Vivimos en una época de cambios tecnológicos enormes. Aun así, resulta irónico que el papel siga siendo el soporte fundamental para muchas empresas. Aunque digitalicen facturas, reportes y documentación, a menudo se resisten a desechar los originales por temor a perder garantías legales. Por eso el archivo de papel tradicional sigue en auge.
Oficinas llenas de facturas, carpetas y cajas de documentos son el día a día en muchas empresas: espacios limitados y desordenados.
Desde hace un tiempo algunas organizaciones implementan la oficina sin papeles, pero aún no es una práctica común entre pequeñas y medianas empresas, renuentes al archivo digital.
Principales problemas del papel en la oficina
- Desorden: papeles apilados, diarios, boletines y fotocopias por todos lados, lo que dificulta acceder a la información con rapidez.
- Nadie sabe con certeza dónde encontrar la información: los papeles se mezclan, se rompen y se separan, y la responsabilidad no recae sobre nadie.
- Al mezclarse los documentos, cada quien conserva o elimina lo que le parece oportuno.
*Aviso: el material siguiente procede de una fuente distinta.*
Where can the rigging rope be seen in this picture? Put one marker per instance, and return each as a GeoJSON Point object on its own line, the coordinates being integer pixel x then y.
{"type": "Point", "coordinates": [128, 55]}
- No hay tiempos ni normas claras de archivo o clasificación.
- Existe el riesgo de perder carpetas y documentos importantes.
El proyecto de una oficina sin papel está tomando auge porque elimina estos problemas y aporta beneficios a la rentabilidad. Si te interesa convertirte a ese modelo, el primer paso es estar convencido: el trabajo puede ser laborioso, pero vale la pena.